Nick referred me to a physical therapist that has a crossfit background, so it was good to get the perspective of someone who could examine your injuries and body positioning and have insight into how to not only heal the existing injuries, but give exact prescriptions (movements, not drugs) for bolstering and strengthening the muscle groups that I specifically needed to shore up before diving straight into doing pull-ups, or destroying a muscle doing push-ups.
To everyone wondering how it’s possible to separate your shoulder doing simple pushups, a brief aside; the author of this article – me – stands 6 feet, 10 inches tall, and weighs in at 264lbs. It’s truly difficult to grasp the perspective of being that large unless you are that large, but suffice it to say that 99% of all crossfit movements (outside the rower) become exponentially more difficult and increased risk of injury as you move up out of the 6’3”/210lbs range.
Armed with my new ‘shoulder prep’ exercises from the physical therapist and a vehemently endorsed program of icing my shoulders after every WoD, I resolved to come off of injury and get my body to a place that RX WoDs were possible. Having been a big believer in the benefits of fish oil for years, I was dismayed to discover that the amount of fish oil I’d been taking was having little to no effect on my body. I had dutifully taken 3-4 capsules per day for years….nowhere near the 20-25 capsules I should have been taking to get a beneficial dosage for my size. After swallowing my pride and gag reflex, I switched over to pharmaceutical-grade liquid fish oil…and am now taking nearly 7000mg of EPA-DHA per day (28 capsules’ worth).

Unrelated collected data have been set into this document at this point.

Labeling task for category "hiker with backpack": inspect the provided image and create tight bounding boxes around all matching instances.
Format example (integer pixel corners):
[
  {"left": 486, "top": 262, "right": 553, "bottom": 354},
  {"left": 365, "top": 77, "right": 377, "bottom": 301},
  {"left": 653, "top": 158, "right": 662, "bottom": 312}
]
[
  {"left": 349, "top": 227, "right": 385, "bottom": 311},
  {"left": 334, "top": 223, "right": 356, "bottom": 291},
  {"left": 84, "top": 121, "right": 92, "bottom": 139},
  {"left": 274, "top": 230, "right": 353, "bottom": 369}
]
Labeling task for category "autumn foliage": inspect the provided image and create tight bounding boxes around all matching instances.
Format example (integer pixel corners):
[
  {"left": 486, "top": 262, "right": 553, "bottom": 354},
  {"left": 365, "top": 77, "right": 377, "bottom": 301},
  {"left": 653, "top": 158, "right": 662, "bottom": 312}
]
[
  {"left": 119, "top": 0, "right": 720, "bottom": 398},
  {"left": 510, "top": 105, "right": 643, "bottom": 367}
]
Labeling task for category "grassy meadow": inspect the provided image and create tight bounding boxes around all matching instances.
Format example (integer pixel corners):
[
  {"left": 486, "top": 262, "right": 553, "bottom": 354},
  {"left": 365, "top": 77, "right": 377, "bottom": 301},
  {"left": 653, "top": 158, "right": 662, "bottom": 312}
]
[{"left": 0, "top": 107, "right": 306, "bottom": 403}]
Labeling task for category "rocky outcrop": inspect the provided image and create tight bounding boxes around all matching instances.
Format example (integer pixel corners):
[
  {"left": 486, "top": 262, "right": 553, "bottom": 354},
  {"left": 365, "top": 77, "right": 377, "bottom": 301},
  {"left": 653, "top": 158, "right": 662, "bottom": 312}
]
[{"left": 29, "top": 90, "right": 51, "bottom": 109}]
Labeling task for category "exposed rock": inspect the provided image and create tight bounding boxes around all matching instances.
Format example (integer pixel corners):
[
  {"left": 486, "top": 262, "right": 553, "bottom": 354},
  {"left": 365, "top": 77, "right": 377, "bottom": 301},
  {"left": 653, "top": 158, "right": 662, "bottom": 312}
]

Why do I mention it? I’ve never had faster recovery or better mobility for any of my joints – shoulders, knees, hips – and coupled with relligious post-WoD icing, I’ve been able to move through workouts with 100+ pullups with minor soreness (if any) throughout the following 48 hours.
We can ALL do insane and crazy feats of strength – but the purpose of my story is to illustrate what an incredible change can be wrought from some simple steps. Preparation and warming up. Listening to your body. Reducing inflammation through diet, icing, and proper vitamins. When you’re young, it may matter slightly less, because your body’s only been in operation for a couple of decades, and probably doing intense physical activity for less than one decade. Imagine how much your performance can increase if you stop and take a moment to properly maintain your body with what it needs. The advice of most professionals I saw was that a guy my size should “just accept the fact that there will be some things that you’ll have trouble doing forever.”
They were right. My future career as a jockey may indeed be in jeopardy, but Crossfit is not one of those things. Everything is good in moderation…even moderation.
Live fast. Rage hard. Treat yourself well…you’ll be stuck with you for the forseeable future.